LAURENTINO GOMES, O PEREGRINO

Laurentino Gomes é membro da nossa Academia Paranaense de Letras e hoje é autor nacional, consagrado pela publicação de uma trilogia sobre nosso Império e a Proclamação da República: 1808, 1822 e 1889. Por sua obra ganhou o tradicional  Prêmio Jabuti, da Academia Brasileira de Livros e o de Maior Ensaio de reportagem, pela Academia Brasileira de Letras, sobre o tema da transferência da corte portuguesa para o Rio de Janeiro. 

No ano de 2013, porém, colhido todo esse sucesso literário, ao invés de deitar sobre os louros e seguir na sua cauda, para um novo empreendimento editorial, Laurentino optou por conter seus passos e reservar um tempo vago para um momento íntimo de espera e de recolhimento: fazer um mergulho interior em busca de orientação e de paz espiritual. E foi o que fez, atendendo a lição do Eclesiastes (3,1-7). Então foi a Roma, para a canonização dos Papas João XXIII e João Paulo II. Fez os 800 quilômetros do caminho de Compostela e, por fim, em 2014 foi a Jerusalém, com um grupo de peregrinos, liderados pelo orientador espiritual Omar Ludovico (que é co-autor do seu último livro “O Caminho do Peregrino”), num programa de viagem, que incluiu  visitas turísticas e programas de meditação e oração.

Como filho mais velho de lar cristão, Laurentino fora destinado pela família ao sacerdócio, e, na adolescência, foi seminarista da Pia Sociedade de São Paulo. Com o tempo, porém, descobriu que não tinha vocação para a vida clerical e acabou por se desviar para o jornalismo. Mas, mesmo com os novos afazeres de sua profissão, Laurentino nunca deixou de sentir despertar dentro si, muitas das memórias e dos hábitos da vida religiosa que praticou na infância e na família, cujas orações repetia em horas de reflexão e dificuldade.
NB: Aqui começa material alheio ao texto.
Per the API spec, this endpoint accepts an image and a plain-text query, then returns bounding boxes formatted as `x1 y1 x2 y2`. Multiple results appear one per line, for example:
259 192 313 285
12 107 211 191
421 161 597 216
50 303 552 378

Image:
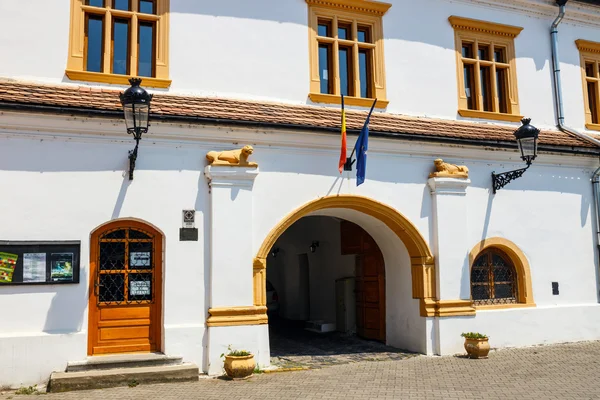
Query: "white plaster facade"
0 0 600 389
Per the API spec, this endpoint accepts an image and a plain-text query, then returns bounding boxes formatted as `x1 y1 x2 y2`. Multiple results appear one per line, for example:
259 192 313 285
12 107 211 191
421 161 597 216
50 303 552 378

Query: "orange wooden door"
341 221 386 342
88 221 162 355
355 250 386 342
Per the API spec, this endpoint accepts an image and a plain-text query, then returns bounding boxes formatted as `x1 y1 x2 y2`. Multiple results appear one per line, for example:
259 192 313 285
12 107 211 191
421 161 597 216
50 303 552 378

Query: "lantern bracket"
128 136 140 180
491 163 531 194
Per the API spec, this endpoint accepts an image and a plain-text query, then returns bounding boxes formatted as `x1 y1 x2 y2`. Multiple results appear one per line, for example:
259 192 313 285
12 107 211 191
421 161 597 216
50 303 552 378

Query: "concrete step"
66 353 184 372
48 363 199 393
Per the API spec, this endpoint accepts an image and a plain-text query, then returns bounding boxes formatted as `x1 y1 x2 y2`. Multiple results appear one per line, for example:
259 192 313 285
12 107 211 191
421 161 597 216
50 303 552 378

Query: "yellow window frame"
66 0 171 88
576 39 600 132
306 0 391 109
449 16 523 122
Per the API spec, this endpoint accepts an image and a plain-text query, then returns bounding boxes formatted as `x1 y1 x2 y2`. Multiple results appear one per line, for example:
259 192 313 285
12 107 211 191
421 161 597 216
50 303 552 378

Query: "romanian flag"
338 95 347 173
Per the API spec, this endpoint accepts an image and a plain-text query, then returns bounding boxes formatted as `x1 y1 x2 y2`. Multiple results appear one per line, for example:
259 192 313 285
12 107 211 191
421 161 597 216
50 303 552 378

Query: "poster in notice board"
23 253 46 283
0 252 18 283
0 241 80 285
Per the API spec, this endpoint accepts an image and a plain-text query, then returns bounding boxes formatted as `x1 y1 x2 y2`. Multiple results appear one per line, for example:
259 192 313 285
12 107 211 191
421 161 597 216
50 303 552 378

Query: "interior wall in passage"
310 208 426 353
266 216 355 323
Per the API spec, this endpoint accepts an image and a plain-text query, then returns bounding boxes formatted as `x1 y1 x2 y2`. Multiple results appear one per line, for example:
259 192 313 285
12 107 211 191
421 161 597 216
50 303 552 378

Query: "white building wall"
0 131 209 386
0 109 599 382
2 1 600 132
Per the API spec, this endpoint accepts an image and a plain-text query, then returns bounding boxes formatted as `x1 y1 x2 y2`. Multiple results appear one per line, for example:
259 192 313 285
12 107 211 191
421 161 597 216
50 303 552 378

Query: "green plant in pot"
221 345 255 380
461 332 490 359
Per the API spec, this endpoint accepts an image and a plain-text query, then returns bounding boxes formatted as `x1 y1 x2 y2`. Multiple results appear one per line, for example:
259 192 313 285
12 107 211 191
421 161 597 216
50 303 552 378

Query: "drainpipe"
551 0 600 248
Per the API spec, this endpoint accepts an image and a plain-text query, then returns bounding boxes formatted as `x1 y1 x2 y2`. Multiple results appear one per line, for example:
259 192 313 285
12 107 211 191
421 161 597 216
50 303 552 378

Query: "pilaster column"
204 164 269 374
205 165 259 308
427 176 471 301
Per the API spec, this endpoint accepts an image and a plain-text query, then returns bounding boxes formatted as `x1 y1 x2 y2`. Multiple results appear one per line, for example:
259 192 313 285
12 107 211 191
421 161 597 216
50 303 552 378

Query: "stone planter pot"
223 354 255 380
464 338 490 359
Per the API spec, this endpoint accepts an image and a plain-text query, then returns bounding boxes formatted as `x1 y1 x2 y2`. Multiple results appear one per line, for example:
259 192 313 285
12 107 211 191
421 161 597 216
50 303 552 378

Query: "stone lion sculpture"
206 145 257 167
429 158 469 178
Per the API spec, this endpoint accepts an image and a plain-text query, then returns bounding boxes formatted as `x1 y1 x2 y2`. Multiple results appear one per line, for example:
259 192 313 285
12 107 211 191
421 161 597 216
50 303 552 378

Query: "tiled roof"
0 79 596 150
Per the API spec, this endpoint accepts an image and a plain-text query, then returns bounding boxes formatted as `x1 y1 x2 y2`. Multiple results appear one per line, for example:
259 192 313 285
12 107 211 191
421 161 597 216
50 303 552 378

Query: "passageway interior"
266 216 413 368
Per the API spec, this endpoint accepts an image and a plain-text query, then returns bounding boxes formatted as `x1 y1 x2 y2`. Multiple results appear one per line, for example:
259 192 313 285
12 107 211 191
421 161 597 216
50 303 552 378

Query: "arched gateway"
252 195 437 320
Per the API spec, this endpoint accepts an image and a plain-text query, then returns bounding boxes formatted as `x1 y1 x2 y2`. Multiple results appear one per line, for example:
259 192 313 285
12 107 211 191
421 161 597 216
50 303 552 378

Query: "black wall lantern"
120 78 153 180
492 118 539 193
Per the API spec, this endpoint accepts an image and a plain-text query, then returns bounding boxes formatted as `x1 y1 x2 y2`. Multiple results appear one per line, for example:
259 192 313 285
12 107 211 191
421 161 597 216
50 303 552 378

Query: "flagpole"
344 98 377 171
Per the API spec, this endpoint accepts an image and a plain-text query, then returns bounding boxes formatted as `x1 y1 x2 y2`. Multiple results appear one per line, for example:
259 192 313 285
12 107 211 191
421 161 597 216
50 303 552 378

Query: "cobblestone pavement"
269 318 417 369
5 341 600 399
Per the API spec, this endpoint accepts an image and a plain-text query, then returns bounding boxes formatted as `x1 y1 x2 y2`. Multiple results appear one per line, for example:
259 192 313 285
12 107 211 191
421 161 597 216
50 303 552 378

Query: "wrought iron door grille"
471 248 518 306
97 227 155 305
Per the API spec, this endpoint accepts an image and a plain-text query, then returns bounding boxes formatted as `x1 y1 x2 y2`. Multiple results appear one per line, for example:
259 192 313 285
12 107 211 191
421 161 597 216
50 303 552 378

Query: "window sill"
65 70 171 89
475 303 536 311
309 93 389 109
585 123 600 132
458 109 523 123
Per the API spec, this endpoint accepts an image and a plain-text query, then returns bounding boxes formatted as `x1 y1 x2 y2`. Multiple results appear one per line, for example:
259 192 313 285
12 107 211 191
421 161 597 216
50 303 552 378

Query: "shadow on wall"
0 283 87 334
44 284 88 333
0 138 207 173
171 0 307 25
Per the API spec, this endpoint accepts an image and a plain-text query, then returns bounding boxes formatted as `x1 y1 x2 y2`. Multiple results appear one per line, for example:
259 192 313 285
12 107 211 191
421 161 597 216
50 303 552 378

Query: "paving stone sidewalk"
269 319 417 369
5 341 600 399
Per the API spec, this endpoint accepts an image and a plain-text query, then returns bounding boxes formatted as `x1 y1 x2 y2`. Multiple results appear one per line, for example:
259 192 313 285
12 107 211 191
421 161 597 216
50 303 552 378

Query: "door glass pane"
104 229 126 239
359 49 370 98
99 273 125 302
86 15 104 73
319 44 332 94
128 273 152 302
100 242 125 270
339 47 352 97
138 22 155 77
86 0 104 7
112 19 130 75
139 0 155 14
129 242 152 270
113 0 130 11
129 229 151 239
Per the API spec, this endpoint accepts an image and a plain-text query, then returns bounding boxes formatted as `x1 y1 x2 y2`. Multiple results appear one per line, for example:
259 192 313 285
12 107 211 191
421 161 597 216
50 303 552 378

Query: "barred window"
471 248 518 305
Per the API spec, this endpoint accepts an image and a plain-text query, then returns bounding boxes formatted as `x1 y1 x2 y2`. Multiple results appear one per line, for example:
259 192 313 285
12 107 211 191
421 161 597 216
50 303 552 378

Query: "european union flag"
355 99 378 186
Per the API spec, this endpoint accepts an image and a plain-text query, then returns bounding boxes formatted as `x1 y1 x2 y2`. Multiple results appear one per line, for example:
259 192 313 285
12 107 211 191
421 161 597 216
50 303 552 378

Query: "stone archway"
252 195 437 319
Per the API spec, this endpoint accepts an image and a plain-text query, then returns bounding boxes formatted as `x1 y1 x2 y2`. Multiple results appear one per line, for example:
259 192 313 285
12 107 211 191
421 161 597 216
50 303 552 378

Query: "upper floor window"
449 16 523 122
576 40 600 131
307 0 391 109
66 0 170 88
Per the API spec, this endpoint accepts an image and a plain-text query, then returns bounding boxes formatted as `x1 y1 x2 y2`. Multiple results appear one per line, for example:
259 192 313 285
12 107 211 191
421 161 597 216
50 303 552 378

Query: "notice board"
0 241 81 285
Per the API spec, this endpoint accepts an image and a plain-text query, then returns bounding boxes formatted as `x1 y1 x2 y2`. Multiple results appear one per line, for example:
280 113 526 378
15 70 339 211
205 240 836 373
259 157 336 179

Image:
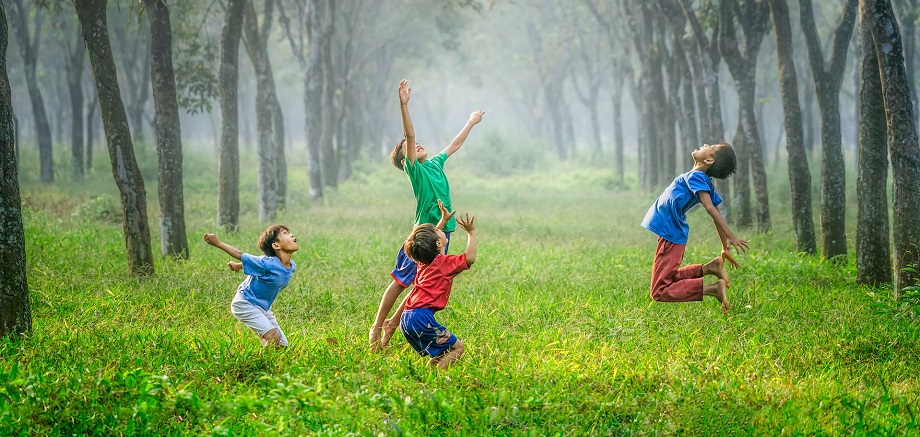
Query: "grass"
3 144 919 436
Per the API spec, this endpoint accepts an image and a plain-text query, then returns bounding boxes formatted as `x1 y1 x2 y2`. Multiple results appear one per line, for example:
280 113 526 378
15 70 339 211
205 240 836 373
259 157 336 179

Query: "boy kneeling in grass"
400 208 476 370
204 225 299 348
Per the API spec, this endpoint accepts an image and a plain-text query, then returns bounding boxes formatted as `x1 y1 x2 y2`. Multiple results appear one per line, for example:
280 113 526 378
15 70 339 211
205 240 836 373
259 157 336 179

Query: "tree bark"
0 3 31 338
865 0 920 295
800 0 858 259
305 0 328 199
75 0 155 276
856 2 891 285
144 0 188 259
85 93 98 172
243 0 280 222
720 0 771 231
768 0 817 255
8 0 53 182
217 0 245 231
65 20 85 181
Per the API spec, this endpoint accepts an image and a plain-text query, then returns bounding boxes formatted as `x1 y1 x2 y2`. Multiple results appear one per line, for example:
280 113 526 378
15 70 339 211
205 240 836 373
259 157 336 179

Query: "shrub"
72 195 121 224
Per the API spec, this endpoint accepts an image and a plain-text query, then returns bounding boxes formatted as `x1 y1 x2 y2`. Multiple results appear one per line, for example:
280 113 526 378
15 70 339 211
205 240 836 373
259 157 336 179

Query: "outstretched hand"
469 110 484 125
438 199 456 222
203 233 220 246
456 213 476 233
398 79 411 105
721 249 740 269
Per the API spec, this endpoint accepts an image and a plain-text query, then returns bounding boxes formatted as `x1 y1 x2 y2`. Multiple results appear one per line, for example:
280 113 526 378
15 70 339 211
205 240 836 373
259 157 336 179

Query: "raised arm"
203 233 244 261
399 79 417 164
435 199 456 230
699 191 748 268
443 110 484 157
456 213 477 266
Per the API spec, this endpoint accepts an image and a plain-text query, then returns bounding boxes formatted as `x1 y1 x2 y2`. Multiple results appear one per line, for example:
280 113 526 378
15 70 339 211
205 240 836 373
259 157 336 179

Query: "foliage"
870 268 920 323
6 148 920 435
71 194 121 224
452 129 545 177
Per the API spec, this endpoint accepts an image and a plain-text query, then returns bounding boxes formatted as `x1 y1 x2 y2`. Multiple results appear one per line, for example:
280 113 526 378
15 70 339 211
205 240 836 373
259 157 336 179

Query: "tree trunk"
66 22 85 181
305 0 328 199
217 0 245 231
0 4 31 338
85 93 98 172
612 79 624 183
800 0 858 259
243 0 279 222
8 0 52 182
720 0 771 231
144 0 188 259
865 0 920 295
856 3 891 285
768 0 818 255
75 0 155 276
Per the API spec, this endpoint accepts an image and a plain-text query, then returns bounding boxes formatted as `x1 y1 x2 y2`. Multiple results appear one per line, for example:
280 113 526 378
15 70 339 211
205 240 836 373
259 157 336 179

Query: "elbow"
466 257 476 267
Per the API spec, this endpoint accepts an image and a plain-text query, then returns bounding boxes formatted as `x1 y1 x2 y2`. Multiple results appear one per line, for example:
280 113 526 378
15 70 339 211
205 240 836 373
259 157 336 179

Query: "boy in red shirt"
400 212 477 370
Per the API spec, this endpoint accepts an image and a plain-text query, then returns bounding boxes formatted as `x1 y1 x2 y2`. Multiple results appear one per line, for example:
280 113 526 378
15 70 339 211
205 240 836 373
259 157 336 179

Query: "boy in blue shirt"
369 79 484 350
641 143 749 314
204 224 298 348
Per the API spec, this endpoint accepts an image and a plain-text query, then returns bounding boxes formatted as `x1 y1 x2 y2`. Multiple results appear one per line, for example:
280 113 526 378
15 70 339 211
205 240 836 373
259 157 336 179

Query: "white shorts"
230 292 289 347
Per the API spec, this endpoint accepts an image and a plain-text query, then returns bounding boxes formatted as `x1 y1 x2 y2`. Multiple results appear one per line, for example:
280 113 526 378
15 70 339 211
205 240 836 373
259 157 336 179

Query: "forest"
1 0 919 435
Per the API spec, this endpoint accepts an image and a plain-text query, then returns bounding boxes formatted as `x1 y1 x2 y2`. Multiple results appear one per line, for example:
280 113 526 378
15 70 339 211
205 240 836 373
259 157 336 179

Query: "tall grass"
3 145 918 436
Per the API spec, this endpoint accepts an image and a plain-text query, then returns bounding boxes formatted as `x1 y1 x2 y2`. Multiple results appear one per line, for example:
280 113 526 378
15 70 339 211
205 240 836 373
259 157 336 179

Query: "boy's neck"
276 251 293 268
692 161 709 173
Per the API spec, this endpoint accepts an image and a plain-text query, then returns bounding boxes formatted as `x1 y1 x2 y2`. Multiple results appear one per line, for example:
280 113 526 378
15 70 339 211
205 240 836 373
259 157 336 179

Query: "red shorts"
650 238 704 302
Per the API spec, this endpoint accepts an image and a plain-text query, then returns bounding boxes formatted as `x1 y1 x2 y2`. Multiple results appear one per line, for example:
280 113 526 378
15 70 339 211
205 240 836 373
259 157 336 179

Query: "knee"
452 339 465 355
262 328 283 346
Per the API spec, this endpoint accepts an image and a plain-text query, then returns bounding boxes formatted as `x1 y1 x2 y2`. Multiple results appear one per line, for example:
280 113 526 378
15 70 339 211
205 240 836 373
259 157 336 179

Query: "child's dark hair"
257 224 289 257
390 139 406 171
705 143 737 180
404 224 440 265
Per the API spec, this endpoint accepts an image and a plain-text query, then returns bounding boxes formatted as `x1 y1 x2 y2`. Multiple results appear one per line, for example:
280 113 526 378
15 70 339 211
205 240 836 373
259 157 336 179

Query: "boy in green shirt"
369 79 484 350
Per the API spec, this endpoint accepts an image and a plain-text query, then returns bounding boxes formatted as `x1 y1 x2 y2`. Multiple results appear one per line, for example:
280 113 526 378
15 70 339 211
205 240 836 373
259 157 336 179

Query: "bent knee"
262 328 282 344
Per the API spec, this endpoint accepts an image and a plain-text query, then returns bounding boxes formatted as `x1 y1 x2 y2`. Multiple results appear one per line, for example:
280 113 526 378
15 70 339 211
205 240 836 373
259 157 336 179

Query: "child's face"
691 144 720 164
273 229 299 253
415 144 428 162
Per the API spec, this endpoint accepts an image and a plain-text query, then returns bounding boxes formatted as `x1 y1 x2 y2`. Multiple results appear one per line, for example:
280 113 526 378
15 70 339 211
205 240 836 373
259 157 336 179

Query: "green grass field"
3 146 919 436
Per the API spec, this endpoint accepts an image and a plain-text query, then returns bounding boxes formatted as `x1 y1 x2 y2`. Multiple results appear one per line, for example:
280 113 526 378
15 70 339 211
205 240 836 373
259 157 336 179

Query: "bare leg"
703 279 729 315
370 280 408 350
381 292 411 348
428 340 465 370
261 328 284 349
702 256 730 288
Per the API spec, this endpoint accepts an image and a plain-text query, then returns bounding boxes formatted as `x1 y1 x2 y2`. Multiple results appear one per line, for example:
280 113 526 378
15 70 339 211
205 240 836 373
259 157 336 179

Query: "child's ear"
272 241 281 250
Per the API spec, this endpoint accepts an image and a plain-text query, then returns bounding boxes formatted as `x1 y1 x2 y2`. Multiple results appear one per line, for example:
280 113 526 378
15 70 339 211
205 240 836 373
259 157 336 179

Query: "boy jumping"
369 79 484 350
640 143 749 314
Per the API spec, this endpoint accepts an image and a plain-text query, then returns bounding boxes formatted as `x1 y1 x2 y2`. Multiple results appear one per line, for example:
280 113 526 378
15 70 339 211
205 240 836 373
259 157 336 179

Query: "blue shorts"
391 231 451 287
400 308 457 358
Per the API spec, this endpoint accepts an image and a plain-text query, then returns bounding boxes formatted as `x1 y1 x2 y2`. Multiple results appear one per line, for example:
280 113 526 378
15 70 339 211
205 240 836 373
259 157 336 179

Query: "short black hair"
404 224 440 265
706 143 737 180
390 139 406 171
257 224 289 257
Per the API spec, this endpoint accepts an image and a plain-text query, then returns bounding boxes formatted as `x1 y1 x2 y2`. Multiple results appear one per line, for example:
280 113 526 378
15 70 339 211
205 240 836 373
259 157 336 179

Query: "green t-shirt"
405 151 455 232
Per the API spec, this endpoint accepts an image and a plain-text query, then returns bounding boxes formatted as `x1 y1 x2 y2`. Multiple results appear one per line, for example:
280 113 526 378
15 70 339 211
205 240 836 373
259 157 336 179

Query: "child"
400 211 476 369
369 79 484 350
640 143 749 314
204 225 299 348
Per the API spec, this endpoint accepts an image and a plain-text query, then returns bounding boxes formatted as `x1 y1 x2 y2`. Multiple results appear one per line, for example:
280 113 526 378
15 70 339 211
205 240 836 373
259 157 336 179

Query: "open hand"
721 249 740 269
456 213 476 233
437 199 456 222
726 237 749 255
398 79 411 105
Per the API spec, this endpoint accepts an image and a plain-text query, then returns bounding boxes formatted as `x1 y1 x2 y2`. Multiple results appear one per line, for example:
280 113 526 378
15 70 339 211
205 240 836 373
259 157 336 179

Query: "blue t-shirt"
238 253 296 311
641 170 722 245
405 151 455 232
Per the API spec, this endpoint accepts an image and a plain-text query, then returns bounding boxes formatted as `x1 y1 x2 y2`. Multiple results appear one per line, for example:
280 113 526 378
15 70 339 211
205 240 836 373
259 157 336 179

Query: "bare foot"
704 256 730 288
704 279 729 315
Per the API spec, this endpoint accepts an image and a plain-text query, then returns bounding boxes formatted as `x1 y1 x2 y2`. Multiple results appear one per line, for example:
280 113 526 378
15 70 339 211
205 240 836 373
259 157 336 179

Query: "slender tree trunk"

Fez também meditação oriental.

Certa vez, ainda, se viu tomado de pranto convulso, dentro da Igreja, durante uma homilia sobre Cristo e o Evangelho de João. E começou então um trabalho de reconversão espiritual e preparação para uma jornada de peregrino, dedicando-se à leitura assídua dos melhores pensadores laicos do cristianismo e dos textos dos Evangelhos de João, das cartas de Paulo;  epístolas de Paulo, Tiago e Pedro; do Livro dos Salmos, e outras tantas leituras de escolha dos livros bíblicos, num ritual diário com sua mulher, de retomada e fortalecimento da fé cristã.

Por outro lado, entretanto,, esses cuidados correspondiam também à necessidade de se prevenir do chamado síndrome de Jerusalém, o surto  de delírios e comportamento obsessivo de que são vítimas, muitas vezes, os que visitam Jerusalém pela primeira vez. O transtorno psiquiátrico é de caráter religioso e foi identificado em 1930 pelo psiquiatra Heinz Herman e se acha catalogado na Organização Mundial da Saúde. Hoje os hospitais e serviços locais  de turismo mantém pessoal treinado para acudir a situações dessa natureza.

Quanto aos textos, embora distintos os autores e seus  capítulos, parecem oriundos de uma mesma pena, tal a semelhança que imprimem no tom e qualidade de suas dissertações. É como se a obra fosse de um só autor.

São temas encimados por 15 epígrafes, tiradas das páginas dos evangelistas Mateus, Marcos, Lucas e João, como as passagens da Anunciação e do nascimento de Cristo;  dos cegos e coxos da piscina de Betsaida; os rios de água viva da festa dos Tabernáculos; a entrada triunfal de Cristo em Jerusalém   pelo monte das Oliveiras; a parábola do bom samaritano e os milagres do coxo da piscina probática, da tempestade que Cristo acalmou ou da cura do surdo e gago em Decápolis.

Tudo em seqüência e tratado em linguagem amena e “clean”, mas extraindo das passagens bíblicas todo o sentido de sua transcendência cristã, como raramente se vê ou fazem  os propagadores da fé.

Não é um livro de turista, mas de peregrino. O turista olha para fora, – dizem os mais sábios. O peregrino volta-se para dentro de si enquanto caminha. Ele vai se vendo.

Mas, mais que tudo, porém, ele é um livro ainda mais bonito como obra de conversão pessoal, de procura espiritual, de confirmação e reconciliação consigo próprio. E isso sua leitura diz o que fez e, ainda mais, vai poder transmitir a todos que o leem.